PS6 Could Finally Fix One of PlayStation's Biggest Problems That PS5 Apparently Still Can’t


rpcs3 ps5 emulation
Image credit: Sony

Sony still hasn’t officially confirmed the existence of the PlayStation 6, but leaks and rumors around the next-gen console have been floating for a while. Most reports currently point toward a possible 2027 launch window, although discussions around hardware upgrades and next-gen capabilities are already heating up online.

Now, a fresh round of testing from Digital Foundry may have revealed one major thing the PS6 could finally solve: proper PlayStation 3 emulation (via Wccftech).

PS5 reportedly struggles badly with heavier PS3 games

Using Linux on PS5 and the popular RPCS3 emulator, Digital Foundry has tested multiple PlayStation 3 games directly on the PlayStation 5 to see how far Sony’s current hardware could realistically go with native PS3 emulation.

The results were honestly mixed. Some lighter PS3 titles like Ridge Racer 7, Resistance: Fall of Man, and Heavenly Sword reportedly ran surprisingly well with improved resolutions and smoother performance.
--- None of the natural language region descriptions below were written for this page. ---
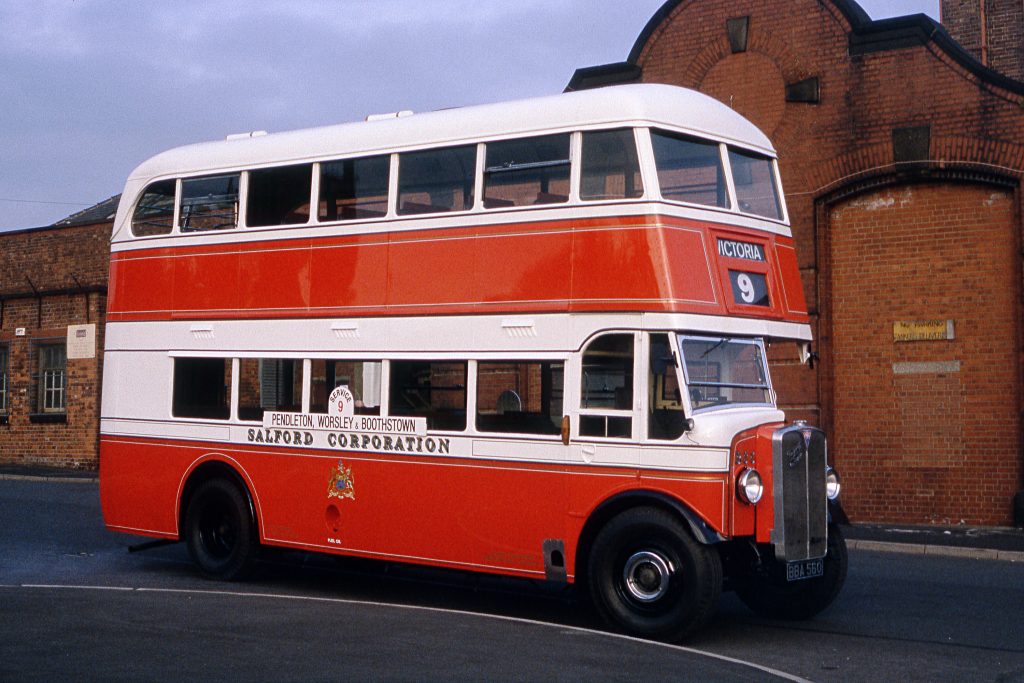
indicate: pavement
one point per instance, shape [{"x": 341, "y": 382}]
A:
[{"x": 983, "y": 543}]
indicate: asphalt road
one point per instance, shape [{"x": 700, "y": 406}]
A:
[{"x": 76, "y": 604}]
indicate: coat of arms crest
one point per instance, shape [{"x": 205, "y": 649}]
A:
[{"x": 342, "y": 484}]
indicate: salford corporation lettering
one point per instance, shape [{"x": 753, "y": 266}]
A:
[{"x": 348, "y": 432}]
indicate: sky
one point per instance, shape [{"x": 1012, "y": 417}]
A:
[{"x": 91, "y": 88}]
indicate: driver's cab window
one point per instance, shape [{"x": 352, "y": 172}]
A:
[
  {"x": 666, "y": 420},
  {"x": 606, "y": 387}
]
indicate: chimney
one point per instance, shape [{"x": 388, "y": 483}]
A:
[{"x": 990, "y": 30}]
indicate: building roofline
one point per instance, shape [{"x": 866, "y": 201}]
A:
[
  {"x": 866, "y": 35},
  {"x": 52, "y": 226}
]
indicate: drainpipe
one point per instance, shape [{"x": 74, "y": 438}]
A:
[{"x": 984, "y": 35}]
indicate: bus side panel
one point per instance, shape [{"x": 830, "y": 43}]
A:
[
  {"x": 138, "y": 484},
  {"x": 349, "y": 275},
  {"x": 475, "y": 515},
  {"x": 143, "y": 286},
  {"x": 279, "y": 280},
  {"x": 206, "y": 285},
  {"x": 529, "y": 271},
  {"x": 788, "y": 268},
  {"x": 705, "y": 495},
  {"x": 638, "y": 267}
]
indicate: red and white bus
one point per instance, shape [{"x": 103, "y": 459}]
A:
[{"x": 527, "y": 338}]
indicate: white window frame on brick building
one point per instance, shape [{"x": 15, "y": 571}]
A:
[{"x": 51, "y": 377}]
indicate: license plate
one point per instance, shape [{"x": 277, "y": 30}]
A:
[{"x": 804, "y": 569}]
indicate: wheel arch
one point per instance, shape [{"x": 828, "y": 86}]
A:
[
  {"x": 615, "y": 505},
  {"x": 216, "y": 466}
]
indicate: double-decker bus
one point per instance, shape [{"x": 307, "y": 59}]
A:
[{"x": 527, "y": 339}]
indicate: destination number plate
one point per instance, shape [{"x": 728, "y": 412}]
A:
[{"x": 804, "y": 569}]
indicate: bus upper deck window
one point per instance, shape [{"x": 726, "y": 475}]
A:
[
  {"x": 279, "y": 196},
  {"x": 527, "y": 171},
  {"x": 155, "y": 211},
  {"x": 354, "y": 188},
  {"x": 610, "y": 169},
  {"x": 755, "y": 180},
  {"x": 436, "y": 180},
  {"x": 689, "y": 170},
  {"x": 210, "y": 203}
]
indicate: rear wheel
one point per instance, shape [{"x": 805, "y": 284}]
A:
[
  {"x": 769, "y": 594},
  {"x": 649, "y": 578},
  {"x": 220, "y": 530}
]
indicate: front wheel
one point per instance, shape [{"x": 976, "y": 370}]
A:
[
  {"x": 649, "y": 578},
  {"x": 769, "y": 594},
  {"x": 220, "y": 530}
]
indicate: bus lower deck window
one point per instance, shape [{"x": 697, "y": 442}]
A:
[
  {"x": 434, "y": 389},
  {"x": 522, "y": 397},
  {"x": 202, "y": 388}
]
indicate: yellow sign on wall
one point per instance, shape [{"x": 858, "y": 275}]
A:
[{"x": 923, "y": 330}]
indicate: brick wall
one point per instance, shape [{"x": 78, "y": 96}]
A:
[
  {"x": 879, "y": 90},
  {"x": 927, "y": 430},
  {"x": 68, "y": 267},
  {"x": 1001, "y": 45}
]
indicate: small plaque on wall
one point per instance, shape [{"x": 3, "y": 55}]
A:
[
  {"x": 82, "y": 341},
  {"x": 904, "y": 331}
]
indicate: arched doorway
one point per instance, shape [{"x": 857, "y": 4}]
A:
[{"x": 924, "y": 308}]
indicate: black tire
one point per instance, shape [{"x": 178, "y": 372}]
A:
[
  {"x": 220, "y": 530},
  {"x": 769, "y": 594},
  {"x": 649, "y": 578}
]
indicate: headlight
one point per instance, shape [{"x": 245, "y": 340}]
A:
[
  {"x": 833, "y": 483},
  {"x": 749, "y": 486}
]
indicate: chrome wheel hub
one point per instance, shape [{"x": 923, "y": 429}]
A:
[{"x": 646, "y": 575}]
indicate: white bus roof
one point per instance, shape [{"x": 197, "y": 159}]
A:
[{"x": 639, "y": 104}]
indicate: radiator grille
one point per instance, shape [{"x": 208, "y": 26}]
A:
[{"x": 799, "y": 455}]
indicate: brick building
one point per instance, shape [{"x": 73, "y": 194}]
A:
[
  {"x": 901, "y": 152},
  {"x": 52, "y": 310}
]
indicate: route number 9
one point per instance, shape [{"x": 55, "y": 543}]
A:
[{"x": 749, "y": 289}]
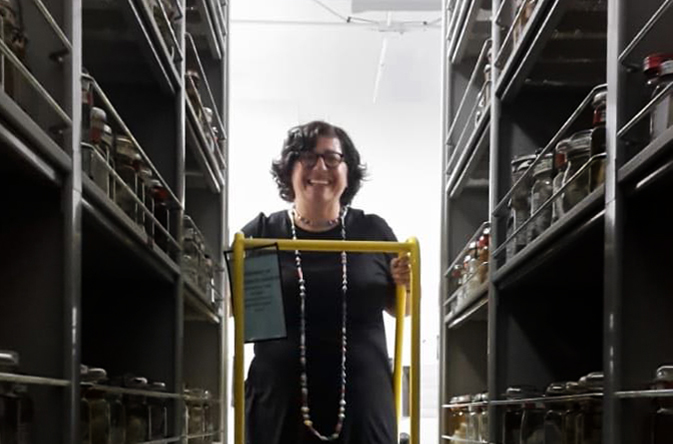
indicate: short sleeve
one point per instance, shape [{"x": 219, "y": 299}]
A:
[{"x": 380, "y": 230}]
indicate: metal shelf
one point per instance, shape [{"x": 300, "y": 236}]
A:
[
  {"x": 163, "y": 441},
  {"x": 646, "y": 157},
  {"x": 125, "y": 231},
  {"x": 120, "y": 123},
  {"x": 136, "y": 392},
  {"x": 204, "y": 435},
  {"x": 119, "y": 46},
  {"x": 458, "y": 162},
  {"x": 10, "y": 142},
  {"x": 473, "y": 32},
  {"x": 205, "y": 159},
  {"x": 548, "y": 399},
  {"x": 464, "y": 405},
  {"x": 460, "y": 8},
  {"x": 199, "y": 303},
  {"x": 564, "y": 46},
  {"x": 563, "y": 232},
  {"x": 644, "y": 31},
  {"x": 471, "y": 310},
  {"x": 547, "y": 149},
  {"x": 474, "y": 172},
  {"x": 463, "y": 441},
  {"x": 201, "y": 23},
  {"x": 643, "y": 394},
  {"x": 34, "y": 380},
  {"x": 217, "y": 118}
]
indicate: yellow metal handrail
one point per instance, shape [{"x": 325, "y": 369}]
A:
[{"x": 410, "y": 247}]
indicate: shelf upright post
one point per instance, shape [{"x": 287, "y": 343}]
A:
[
  {"x": 493, "y": 197},
  {"x": 444, "y": 259},
  {"x": 614, "y": 221},
  {"x": 72, "y": 204},
  {"x": 224, "y": 279},
  {"x": 180, "y": 185}
]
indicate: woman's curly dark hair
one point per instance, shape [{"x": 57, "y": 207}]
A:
[{"x": 303, "y": 138}]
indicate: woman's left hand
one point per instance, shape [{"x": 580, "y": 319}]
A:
[{"x": 400, "y": 268}]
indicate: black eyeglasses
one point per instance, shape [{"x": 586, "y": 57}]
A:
[{"x": 332, "y": 159}]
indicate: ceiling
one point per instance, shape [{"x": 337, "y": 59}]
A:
[{"x": 305, "y": 51}]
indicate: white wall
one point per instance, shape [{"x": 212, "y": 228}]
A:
[{"x": 398, "y": 138}]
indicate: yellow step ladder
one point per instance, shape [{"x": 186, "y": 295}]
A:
[{"x": 410, "y": 247}]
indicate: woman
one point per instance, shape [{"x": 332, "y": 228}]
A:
[{"x": 330, "y": 379}]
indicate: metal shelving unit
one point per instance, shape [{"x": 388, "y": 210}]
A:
[
  {"x": 84, "y": 281},
  {"x": 590, "y": 292}
]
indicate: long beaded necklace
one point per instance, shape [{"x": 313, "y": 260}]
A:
[{"x": 305, "y": 410}]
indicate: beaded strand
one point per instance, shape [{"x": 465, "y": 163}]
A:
[{"x": 305, "y": 410}]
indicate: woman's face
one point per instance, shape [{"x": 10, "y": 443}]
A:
[{"x": 320, "y": 176}]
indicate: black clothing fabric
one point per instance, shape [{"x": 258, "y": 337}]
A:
[{"x": 272, "y": 390}]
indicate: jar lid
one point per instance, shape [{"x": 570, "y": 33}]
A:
[
  {"x": 8, "y": 4},
  {"x": 600, "y": 98},
  {"x": 556, "y": 389},
  {"x": 653, "y": 62},
  {"x": 158, "y": 386},
  {"x": 463, "y": 399},
  {"x": 563, "y": 145},
  {"x": 124, "y": 147},
  {"x": 544, "y": 165},
  {"x": 9, "y": 358},
  {"x": 593, "y": 381},
  {"x": 136, "y": 382},
  {"x": 666, "y": 68},
  {"x": 94, "y": 375},
  {"x": 574, "y": 388},
  {"x": 98, "y": 114},
  {"x": 580, "y": 143},
  {"x": 522, "y": 391},
  {"x": 521, "y": 162},
  {"x": 664, "y": 373},
  {"x": 193, "y": 73}
]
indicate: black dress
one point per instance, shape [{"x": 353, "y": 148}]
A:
[{"x": 272, "y": 389}]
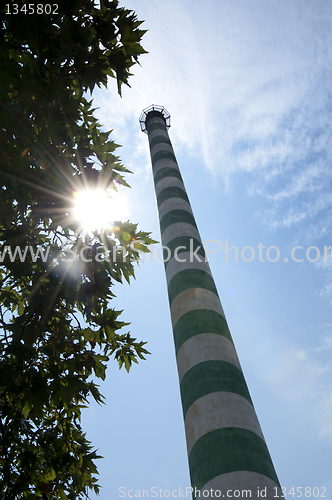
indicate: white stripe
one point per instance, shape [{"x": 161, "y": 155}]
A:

But things apparently fell apart once games started heavily relying on the PS3’s notoriously complicated Cell processor architecture.

Titles like Grand Theft Auto IV, Metal Gear Solid 4: Guns of the Patriots, Killzone 2, Killzone 3, and God of War: Ascension suffered from major performance problems tied directly to CPU bottlenecks.

However, increasing resolution barely impacted frame rates in many cases, which strongly suggests the GPU was not the issue here at all.

PS6’s rumored Zen 6 CPU could finally unlock full PS3 emulation

According to the testing, the main problem comes down to the PS5’s CPU simply lacking enough horsepower to properly emulate the PS3’s SPU-heavy workloads at full speed.

Some games reportedly improved immediately once certain SPU-driven effects were disabled, including advanced anti-aliasing and post-processing systems.

That is exactly why Digital Foundry believes the rumored Zen 6-based CPU expected inside the PlayStation 6 could finally provide enough performance headroom for proper native PS3 emulation. This isn’t the first test Digital Foundry did, and recently, they ran Cyberpunk 2077 with Path Tracing on PS5.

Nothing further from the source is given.